It is almost a year since a friend of mine, a fellow member of the local triathlon club, died from a brain tumour which she had battled for several years with remarkable good spirit. I found I couldn’t write about this at the time as it was not long since I had started chemotherapy myself and the emotions were very raw. I have been reminded of Trish constantly in the last couple of weeks since the news emerged of Seve Ballasteros’ illness. I have now just heard that another friend and colleague, someone I have known for many years – in fact she was once a girlfriend of my husband – is in the final stages of breast cancer. This news, although it was expected, has filled me with a huge sadness. Mixed with the sadness is a large element of guilt, which I know I shouldn’t feel but I do. It has made talking to Dale about cancer very hard over the past year, since she has been growing iller as I have improved. It is guilt that I seem to be alright, I seem to have got away with it while these friends have not. It is guilt that it has been hard to talk to her at a time when she has probably needed it most. Why me? Or why them? There is nothing fair or just about the way cancer strikes a family.
Of course, it will be several years before I know for sure that my cancer is not coming back but at the moment all the indications are good. I have been trying to write a post for sometime, for my own benefit, to encompass my experiences of the past year, but it has been proving difficult. Today, though, I’m remembering Trish and thinking of Dale, sending as many positive thoughts in her direction as I can muster. And I shall try not to feel guilty but to feel hopeful and grateful that it seems as though I am going to be a cancer survivor.
We’ve just lost someone here who has lived bravely through a long illness and his passing leaves a numbness and gap.

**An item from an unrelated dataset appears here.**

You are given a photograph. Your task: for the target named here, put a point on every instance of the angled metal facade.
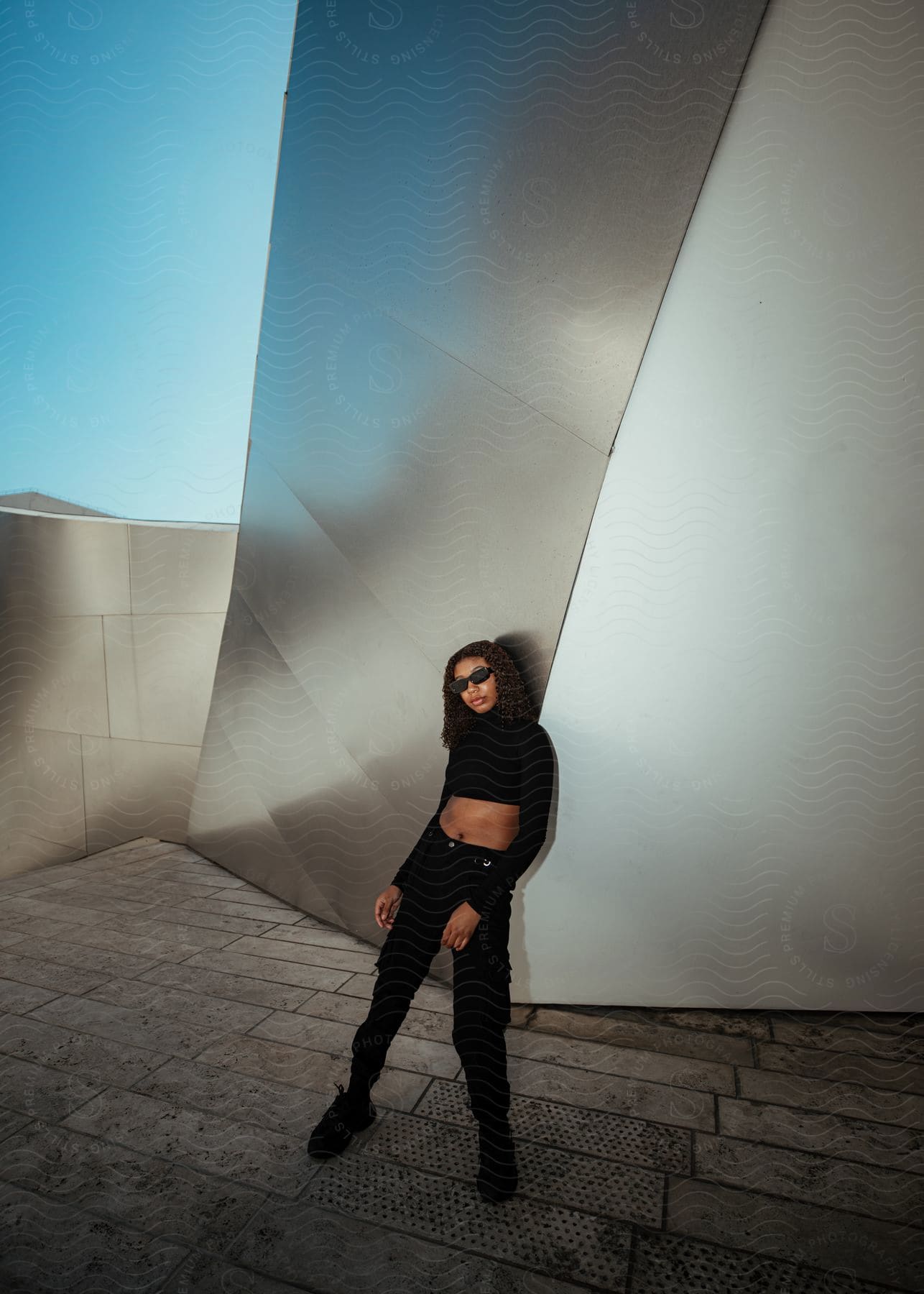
(476, 215)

I feel good in a way that I can’t somehow fill the gap he leaves – it’s his space – for now anyway.
Stay strong and know that no one would begrudge you any good fortune that may be yours.
Good luck and keep up your wonderful blog.

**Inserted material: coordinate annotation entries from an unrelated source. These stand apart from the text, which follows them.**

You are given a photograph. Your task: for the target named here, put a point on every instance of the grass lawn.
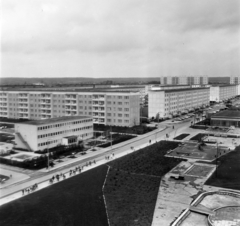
(181, 136)
(198, 137)
(227, 175)
(124, 129)
(75, 201)
(133, 182)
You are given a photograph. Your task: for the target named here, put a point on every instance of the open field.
(133, 183)
(75, 201)
(198, 151)
(227, 174)
(181, 136)
(131, 191)
(199, 170)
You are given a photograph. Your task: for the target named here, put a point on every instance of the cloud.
(119, 38)
(208, 15)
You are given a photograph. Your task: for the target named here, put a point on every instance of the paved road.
(14, 191)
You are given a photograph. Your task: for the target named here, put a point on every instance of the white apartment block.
(43, 134)
(235, 80)
(109, 108)
(167, 103)
(223, 92)
(184, 80)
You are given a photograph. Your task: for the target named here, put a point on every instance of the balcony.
(45, 107)
(3, 114)
(23, 116)
(45, 112)
(98, 103)
(70, 102)
(45, 117)
(45, 96)
(98, 97)
(99, 121)
(70, 97)
(45, 102)
(23, 100)
(22, 110)
(100, 109)
(23, 95)
(22, 106)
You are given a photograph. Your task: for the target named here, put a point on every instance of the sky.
(120, 38)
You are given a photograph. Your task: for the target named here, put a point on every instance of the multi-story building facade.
(184, 80)
(121, 108)
(223, 92)
(42, 134)
(170, 102)
(235, 80)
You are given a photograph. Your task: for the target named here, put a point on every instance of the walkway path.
(11, 192)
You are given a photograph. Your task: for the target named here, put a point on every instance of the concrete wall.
(156, 104)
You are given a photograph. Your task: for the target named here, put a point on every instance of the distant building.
(5, 148)
(226, 118)
(107, 107)
(42, 134)
(184, 80)
(171, 102)
(235, 80)
(223, 92)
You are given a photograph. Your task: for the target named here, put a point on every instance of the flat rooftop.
(75, 90)
(178, 90)
(54, 120)
(227, 114)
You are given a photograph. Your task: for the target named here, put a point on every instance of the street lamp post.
(48, 151)
(217, 161)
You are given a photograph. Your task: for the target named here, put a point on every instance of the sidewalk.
(14, 193)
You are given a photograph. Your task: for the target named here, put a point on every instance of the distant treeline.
(74, 81)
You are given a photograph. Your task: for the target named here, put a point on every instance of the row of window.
(119, 120)
(62, 132)
(119, 115)
(64, 124)
(118, 97)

Good for you, for writing this.
The guilt understanable as you have been through so much this year but completely unfounded. I’m sure your friends would not begrudge you the good fortune they themselves have wished for. I for one am very glad to see the recovery you have made and know that i am by far not the only one.
Alan, I’m sure we should never try to fill someone else’s space – just hang on to those good memories and hear their voice in your head. Thank you for your kind comments.
Iota, thank you
sfr – logic tells me I shouldn’t feel at all guilty but somehow emotion wins out every time.
Not an easy post to write, I know. And I also know all about survivor’s guilt. I guess it’s not guilt so much as a ‘why me…why am I so lucky?’ Anyway, every month you move further away from ovarian cancer, the stronger the chances are that you have beaten this sneaky disease.
It is hard for me to imagine, but it is now seven and 1/2 years clear for me…post ovarian cancer diagnosis and seven years post chemo. And I always knock on wood when I write or say that.
Stay strong and stay healthy. xoxo
Why are we so lucky? Or why are others so unlucky? Yes, I feel sure that I’ve beaten it but then, every 3 months when I go for a blood test and check up it reminds me that I’m not necessarily out of the woods yet. You’re right, it’s not really guilt.